そのころはゴタゴタもあったようだ。たとえば、「京都殺人案内」第1作の原作者は山村美紗だが、第2~32作は和久峻三に代わっている。土ワイがもう1枚の切り札「鉄道」を前面に押しだした「西村京太郎トラベルミステリー」シリーズも不可解だ。ABCが1979年に始めたが、まもなくテレビ朝日の手に移った。これらの異変の背景には、原作者とテレビ局の間の確執があったらしいことを著者は匂わせる。2Hにふさわしい話ではある。
初期の土ワイにかかわったテレビ朝日とABCのOB対談からは、制作現場の空気感が伝わってくる。当時は映画が斜陽産業だったので、テレビドラマは「映画界の失業者を救済する事業」でもあったという。テレビ人には、映画人の心理が屈折しているようにみえたのだろう。「映画はテレビをバカにしてましたからね」「娯楽の王座が映画からテレビに移ったっていうのを彼らも完全に知ってて、でもやっぱり虚勢を張りたかったんじゃないかな」
さて1981年、いよいよ火サスの出番である。この本で、ああそうだったのかと納得したのが、土ワイとの比較論だ。私は一視聴者として両者の芸風の違いを感じながらも、それをうまく言い表せなかった。著者によれば、火サスは「犯人さがしやアリバイ崩し」ではなく「人間ドラマ」を優先して「登場人物が背負っているもの」や「愛が憎しみに変わる瞬間」などを描いた。「謎解き」より「緊張や不安」――だから「サスペンス」だったのだ。

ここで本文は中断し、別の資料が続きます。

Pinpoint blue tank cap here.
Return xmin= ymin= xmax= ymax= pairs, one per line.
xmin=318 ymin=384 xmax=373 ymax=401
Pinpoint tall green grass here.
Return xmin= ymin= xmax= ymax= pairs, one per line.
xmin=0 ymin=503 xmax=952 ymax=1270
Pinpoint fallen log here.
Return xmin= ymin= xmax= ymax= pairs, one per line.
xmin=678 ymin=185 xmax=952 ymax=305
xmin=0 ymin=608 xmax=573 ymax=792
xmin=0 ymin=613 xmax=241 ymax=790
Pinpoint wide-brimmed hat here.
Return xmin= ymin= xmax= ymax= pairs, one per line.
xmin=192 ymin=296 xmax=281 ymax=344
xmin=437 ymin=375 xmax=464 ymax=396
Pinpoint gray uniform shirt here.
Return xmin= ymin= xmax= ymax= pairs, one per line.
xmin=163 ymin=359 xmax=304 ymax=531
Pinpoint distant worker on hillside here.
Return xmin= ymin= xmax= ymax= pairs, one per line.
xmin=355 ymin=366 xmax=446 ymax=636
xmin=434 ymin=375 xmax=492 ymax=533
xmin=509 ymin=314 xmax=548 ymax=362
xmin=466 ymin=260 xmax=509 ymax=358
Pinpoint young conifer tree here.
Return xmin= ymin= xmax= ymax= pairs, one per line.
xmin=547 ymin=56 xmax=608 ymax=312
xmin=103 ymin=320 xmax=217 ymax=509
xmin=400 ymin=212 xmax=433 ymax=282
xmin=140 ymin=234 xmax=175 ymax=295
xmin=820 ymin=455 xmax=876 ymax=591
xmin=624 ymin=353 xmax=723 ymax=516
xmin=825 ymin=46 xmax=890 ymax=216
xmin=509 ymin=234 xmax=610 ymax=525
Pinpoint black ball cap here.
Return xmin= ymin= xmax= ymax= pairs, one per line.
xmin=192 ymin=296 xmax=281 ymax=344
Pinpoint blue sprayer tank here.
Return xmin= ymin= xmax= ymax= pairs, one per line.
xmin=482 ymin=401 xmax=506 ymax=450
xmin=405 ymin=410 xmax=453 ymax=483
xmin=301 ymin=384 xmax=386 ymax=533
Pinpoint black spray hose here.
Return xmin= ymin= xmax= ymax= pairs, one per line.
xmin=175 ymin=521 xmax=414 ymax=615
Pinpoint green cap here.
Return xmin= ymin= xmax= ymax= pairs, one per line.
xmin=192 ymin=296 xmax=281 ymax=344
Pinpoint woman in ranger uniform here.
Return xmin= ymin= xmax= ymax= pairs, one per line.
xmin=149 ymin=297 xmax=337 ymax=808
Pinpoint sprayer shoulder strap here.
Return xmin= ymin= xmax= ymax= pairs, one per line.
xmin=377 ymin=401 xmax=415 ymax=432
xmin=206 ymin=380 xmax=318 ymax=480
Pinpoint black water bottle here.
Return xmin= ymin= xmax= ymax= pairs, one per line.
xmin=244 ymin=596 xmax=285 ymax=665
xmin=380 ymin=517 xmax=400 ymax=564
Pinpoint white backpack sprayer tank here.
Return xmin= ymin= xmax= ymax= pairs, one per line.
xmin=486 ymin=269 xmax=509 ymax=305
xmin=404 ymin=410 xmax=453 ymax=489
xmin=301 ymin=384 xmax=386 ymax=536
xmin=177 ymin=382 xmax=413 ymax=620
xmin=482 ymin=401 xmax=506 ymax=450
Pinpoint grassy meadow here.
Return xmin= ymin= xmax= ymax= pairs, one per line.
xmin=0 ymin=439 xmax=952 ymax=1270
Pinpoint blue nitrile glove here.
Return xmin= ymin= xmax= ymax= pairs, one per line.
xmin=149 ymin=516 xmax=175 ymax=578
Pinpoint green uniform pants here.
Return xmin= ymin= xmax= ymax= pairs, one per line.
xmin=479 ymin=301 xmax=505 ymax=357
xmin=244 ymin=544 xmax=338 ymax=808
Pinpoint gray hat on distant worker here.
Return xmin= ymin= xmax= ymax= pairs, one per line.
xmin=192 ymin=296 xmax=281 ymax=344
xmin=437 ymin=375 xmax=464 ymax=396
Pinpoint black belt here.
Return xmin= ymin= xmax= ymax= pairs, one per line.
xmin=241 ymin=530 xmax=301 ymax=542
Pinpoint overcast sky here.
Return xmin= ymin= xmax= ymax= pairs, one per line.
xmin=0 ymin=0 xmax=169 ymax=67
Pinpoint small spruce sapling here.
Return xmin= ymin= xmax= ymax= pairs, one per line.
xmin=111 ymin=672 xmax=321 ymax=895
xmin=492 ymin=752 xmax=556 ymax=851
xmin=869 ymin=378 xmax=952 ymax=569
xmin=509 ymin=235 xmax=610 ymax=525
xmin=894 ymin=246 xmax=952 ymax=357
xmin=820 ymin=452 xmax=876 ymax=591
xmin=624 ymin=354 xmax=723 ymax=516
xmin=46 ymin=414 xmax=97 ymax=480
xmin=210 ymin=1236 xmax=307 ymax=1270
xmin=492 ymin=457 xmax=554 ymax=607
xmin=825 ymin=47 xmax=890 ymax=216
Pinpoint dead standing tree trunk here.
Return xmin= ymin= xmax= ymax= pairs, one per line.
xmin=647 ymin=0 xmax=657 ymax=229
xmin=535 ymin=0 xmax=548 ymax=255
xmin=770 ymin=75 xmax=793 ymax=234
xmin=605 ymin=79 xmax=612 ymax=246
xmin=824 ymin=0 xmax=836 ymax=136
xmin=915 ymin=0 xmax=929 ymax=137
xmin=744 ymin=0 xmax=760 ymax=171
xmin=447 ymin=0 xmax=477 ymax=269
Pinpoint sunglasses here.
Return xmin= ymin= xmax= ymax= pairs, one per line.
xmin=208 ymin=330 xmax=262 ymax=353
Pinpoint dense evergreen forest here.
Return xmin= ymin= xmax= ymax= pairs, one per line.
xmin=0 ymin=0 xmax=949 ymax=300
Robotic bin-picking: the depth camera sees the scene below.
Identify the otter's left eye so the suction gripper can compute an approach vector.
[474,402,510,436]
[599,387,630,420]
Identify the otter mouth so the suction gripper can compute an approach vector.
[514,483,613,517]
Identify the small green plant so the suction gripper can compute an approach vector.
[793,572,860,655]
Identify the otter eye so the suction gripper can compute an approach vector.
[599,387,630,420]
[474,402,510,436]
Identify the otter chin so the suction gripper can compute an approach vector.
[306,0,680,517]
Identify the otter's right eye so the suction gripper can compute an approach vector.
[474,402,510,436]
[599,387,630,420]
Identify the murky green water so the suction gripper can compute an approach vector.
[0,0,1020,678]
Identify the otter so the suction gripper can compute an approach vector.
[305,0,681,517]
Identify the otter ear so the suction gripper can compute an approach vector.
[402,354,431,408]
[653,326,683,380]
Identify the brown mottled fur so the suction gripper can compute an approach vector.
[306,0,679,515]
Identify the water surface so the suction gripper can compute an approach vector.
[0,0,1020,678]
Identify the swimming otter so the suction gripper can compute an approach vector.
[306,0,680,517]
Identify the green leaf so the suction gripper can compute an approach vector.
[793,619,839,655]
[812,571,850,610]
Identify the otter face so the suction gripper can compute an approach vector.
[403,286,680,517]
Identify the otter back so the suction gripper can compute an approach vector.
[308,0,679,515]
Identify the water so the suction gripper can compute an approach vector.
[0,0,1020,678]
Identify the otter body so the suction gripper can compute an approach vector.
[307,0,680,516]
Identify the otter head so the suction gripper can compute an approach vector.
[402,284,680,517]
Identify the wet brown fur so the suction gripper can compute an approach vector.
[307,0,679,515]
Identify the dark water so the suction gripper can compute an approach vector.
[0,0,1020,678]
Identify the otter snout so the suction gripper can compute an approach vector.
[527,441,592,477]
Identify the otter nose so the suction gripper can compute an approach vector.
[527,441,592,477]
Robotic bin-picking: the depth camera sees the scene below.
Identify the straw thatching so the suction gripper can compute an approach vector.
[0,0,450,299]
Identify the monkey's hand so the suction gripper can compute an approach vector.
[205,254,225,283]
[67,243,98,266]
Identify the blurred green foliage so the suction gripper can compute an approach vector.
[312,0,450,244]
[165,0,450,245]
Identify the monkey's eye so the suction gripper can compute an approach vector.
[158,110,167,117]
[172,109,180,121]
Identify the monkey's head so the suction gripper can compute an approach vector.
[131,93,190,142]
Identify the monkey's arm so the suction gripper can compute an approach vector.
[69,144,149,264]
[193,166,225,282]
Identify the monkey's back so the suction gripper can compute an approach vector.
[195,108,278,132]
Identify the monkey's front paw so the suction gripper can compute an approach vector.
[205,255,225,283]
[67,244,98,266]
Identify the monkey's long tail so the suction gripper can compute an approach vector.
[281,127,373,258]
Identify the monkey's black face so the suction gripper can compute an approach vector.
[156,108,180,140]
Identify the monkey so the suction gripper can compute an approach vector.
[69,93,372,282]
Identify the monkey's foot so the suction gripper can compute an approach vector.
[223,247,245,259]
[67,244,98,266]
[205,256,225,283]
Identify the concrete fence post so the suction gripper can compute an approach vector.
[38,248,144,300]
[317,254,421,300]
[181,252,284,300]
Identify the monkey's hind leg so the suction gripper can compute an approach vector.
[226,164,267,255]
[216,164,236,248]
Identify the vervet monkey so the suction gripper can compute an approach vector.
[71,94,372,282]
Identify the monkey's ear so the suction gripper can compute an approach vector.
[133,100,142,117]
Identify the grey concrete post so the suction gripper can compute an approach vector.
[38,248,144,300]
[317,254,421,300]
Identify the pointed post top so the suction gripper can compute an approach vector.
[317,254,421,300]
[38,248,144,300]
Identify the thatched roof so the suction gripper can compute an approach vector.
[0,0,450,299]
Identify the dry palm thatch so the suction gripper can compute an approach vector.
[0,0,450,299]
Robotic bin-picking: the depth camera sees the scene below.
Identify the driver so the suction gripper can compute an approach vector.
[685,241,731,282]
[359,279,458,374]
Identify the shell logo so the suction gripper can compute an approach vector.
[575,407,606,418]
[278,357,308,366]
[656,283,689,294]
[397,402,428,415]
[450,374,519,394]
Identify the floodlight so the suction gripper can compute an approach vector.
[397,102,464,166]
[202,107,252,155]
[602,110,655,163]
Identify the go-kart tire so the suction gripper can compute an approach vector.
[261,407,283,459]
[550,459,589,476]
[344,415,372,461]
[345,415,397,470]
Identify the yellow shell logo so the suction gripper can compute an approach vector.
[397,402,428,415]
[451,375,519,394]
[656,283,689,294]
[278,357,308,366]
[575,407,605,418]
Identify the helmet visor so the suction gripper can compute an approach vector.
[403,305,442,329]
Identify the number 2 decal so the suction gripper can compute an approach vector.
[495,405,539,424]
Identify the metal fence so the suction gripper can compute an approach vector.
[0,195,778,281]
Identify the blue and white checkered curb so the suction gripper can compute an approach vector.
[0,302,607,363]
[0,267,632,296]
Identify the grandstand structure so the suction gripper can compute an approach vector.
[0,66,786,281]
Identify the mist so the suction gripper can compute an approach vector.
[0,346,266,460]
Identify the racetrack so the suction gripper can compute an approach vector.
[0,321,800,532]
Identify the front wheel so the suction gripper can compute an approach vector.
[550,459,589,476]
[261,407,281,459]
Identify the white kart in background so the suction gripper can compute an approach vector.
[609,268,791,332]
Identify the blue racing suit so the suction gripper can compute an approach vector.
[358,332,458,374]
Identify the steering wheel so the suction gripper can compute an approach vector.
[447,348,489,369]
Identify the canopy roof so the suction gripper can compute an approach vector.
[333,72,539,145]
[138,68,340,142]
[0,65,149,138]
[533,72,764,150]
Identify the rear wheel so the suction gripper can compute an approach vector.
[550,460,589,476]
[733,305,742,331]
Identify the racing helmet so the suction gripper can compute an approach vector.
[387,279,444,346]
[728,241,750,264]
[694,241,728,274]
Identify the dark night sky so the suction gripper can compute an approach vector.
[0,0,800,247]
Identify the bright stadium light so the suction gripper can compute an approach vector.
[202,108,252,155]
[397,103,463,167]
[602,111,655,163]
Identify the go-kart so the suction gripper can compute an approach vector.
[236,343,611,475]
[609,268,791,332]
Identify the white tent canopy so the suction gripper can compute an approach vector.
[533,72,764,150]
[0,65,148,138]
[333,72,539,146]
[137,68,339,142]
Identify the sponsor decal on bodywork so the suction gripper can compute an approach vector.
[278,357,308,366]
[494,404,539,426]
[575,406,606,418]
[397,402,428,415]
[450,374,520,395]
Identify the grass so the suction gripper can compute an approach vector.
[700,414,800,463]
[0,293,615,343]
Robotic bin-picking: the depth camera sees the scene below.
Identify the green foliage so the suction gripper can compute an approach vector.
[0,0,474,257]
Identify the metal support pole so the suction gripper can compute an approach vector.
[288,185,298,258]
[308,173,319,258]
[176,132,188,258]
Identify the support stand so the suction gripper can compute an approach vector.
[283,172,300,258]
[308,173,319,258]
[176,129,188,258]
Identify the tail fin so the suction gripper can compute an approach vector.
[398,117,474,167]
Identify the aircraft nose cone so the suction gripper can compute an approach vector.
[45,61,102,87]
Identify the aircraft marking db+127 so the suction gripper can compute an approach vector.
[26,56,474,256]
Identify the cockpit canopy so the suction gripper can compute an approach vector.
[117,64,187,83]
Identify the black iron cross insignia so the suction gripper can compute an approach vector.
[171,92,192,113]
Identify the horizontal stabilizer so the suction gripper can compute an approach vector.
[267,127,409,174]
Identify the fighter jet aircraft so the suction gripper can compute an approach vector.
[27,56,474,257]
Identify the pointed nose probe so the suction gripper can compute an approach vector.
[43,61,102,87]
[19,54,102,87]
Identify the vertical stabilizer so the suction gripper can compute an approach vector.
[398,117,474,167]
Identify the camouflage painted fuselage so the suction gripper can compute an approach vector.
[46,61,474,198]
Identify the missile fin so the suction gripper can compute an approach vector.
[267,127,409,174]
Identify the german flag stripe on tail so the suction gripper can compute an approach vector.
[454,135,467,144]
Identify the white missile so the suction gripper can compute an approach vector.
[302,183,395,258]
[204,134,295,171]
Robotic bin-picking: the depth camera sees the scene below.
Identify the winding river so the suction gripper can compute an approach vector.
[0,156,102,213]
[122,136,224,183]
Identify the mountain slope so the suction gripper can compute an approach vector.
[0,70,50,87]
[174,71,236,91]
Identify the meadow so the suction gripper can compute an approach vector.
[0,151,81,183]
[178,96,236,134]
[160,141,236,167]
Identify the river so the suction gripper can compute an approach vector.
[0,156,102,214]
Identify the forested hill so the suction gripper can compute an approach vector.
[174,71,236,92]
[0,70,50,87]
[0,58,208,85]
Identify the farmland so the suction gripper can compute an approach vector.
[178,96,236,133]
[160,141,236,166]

そして1980年代、TBS系列にもフジテレビ系列にも同種の番組が現れ、2Hの視聴率競争は過熱する。その時代の象徴は、新聞のテレビ欄を舞台とする場外乱闘だ。欄の枠内に「松本清張の事故 国道20号線殺人トリック 怖い!あの女が今日も私を見張ってる…」(土ワイ、1982年)というような長い文言が載るようになった。2時間分のスペースから主要出演者の列記分などを差し引いて、残る余白を刺激的な言葉で埋め尽くしたのである。
この本は、2Hをつくる側の裏話にあふれている。だから私は、業界事情がわかって興味深かった。だが、見る側に立って作品をどんなふうに楽しむかという話はあまりない。2H評論家としての活路はまだまだあるぞ。そう思って、今夜もまた1本、きっと見る。